I first heard about the Parkland shooting from Twitter. From one of the students inside the building. I was leisurely scrolling through my timeline when my heart stopped. “I am in a school shooting right now,” read the tweet from Marjory Stoneman Douglas student Aidan Minoff. For the first time in my life, I was getting the news, in real time, directly from the voices of those living through it. This was just one of the first signs that, in the wake of this terrible tragedy, which up until this point had followed a similar script of past shootings, the aftermath would be different.
The gun control debate hits close to home for me. You know those glasses they make you wear during eye exams when you’re a kid? Those ones with multi-colored lenses on the sides? I like to think of everyone going through life as wearing a pair of those glasses. We all have multiple lenses; we view the world through different parts of ourselves.
For me, one of those lenses was changed forever when five young men with guns kicked in the door to my house in the middle of the night. My parents awoke, and my dad calmly gave them what they demanded and then, just like that, they were gone. We moved out of that house the next day. And I remember the moment when I thought, “I will never be the same.” It was a moment of private helplessness. I can’t imagine, then, the exponential helplessness that must have been felt initially by the survivors of Parkland.
That feeling of helplessness multiplied as over the years as I watched the number of gun deaths increase, alongside lawmakers’ responses growing increasingly more apathetic. But something changed with Parkland. Sure, it started with the same trope of politicians tweeting condolences, Facebook profile photo changes and a cry for more gun control. I expected that to be all there was to it: lots of hand-wringing for a day or two, then a deafening silence until the next one. But it wasn’t. Instead, I saw the survivors stand up. Shouting over the din of the Internet, young, angry people, barely younger than me, rose up, speaking the kind of truth you tell in grief.

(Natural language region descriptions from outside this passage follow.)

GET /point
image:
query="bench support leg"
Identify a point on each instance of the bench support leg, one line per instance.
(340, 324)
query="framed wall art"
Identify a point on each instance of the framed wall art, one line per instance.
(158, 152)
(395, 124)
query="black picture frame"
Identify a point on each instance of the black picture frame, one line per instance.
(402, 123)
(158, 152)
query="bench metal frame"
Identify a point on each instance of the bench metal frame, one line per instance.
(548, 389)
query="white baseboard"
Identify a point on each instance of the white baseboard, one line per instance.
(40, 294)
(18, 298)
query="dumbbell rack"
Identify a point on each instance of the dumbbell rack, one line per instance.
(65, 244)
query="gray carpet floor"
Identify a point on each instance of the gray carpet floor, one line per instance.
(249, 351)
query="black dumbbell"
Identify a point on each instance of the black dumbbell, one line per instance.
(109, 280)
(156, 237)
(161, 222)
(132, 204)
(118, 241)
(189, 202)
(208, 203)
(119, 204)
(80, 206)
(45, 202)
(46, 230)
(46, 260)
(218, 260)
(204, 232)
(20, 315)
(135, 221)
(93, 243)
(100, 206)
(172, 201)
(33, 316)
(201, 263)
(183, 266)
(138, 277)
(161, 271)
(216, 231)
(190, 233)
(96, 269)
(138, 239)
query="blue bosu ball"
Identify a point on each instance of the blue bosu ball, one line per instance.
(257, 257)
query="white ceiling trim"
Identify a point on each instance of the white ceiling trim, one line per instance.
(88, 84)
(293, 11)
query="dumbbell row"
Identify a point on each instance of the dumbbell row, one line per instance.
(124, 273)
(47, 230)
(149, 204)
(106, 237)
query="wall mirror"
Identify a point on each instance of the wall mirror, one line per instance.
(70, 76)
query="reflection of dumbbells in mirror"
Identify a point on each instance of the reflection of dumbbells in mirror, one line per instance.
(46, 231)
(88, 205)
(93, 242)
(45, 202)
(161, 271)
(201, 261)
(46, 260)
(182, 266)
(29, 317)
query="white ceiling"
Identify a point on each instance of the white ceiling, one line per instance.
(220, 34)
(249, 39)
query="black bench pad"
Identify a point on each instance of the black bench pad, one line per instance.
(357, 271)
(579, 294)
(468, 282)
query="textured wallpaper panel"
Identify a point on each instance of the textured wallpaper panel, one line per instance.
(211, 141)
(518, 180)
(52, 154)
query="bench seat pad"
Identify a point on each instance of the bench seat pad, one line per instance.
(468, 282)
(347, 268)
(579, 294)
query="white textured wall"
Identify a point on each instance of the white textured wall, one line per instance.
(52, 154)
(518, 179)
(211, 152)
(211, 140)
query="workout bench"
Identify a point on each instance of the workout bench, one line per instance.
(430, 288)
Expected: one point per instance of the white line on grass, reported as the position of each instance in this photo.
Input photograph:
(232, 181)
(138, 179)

“We are going to be the last mass shooting,” was the resounding cry. They organized, and are still organizing, and the movement is growing.
There is a boldface bravery in the actions of the Parkland survivors, in the way that they are holding politicians accountable and making themselves heard. It’s a notable fact that this movement has resounded with young people, especially high schoolers, who have all the reason to fear a mass shooter will inevitably show up in their hallways. More young people are joining in protests and marches and petitions every day. If they can stand up and stand together, maybe I can stand with them as well.
Between the emotions of anger and sadness, there is a line of apathy and action. Far too often I find myself on the side of a stoic sadness, one that tells the lie of, “You can’t do anything about it.” I am far more comfortable with my sadness than I am with anger. When I get angry, I don’t know what to do about it, I don’t know how to hold it in, and I worry what will happen if I give it a voice. I am scared of my anger. But today, there is too much of it to hold in.
I am a survivor of gun violence, and I am angry about it. I am furious that what could have been prevented by laws, which seem to be common sense to the rest of the world, has instead fractured my childhood. I used to be scared of my anger, but not anymore. Now I will use it to propel me, in the hopes that righteous indignation will change something. Because we defeat ourselves before getting up if we say that it’s impossible to change. It is possible, it just takes work. Lucky for us, our generation is full of hard workers.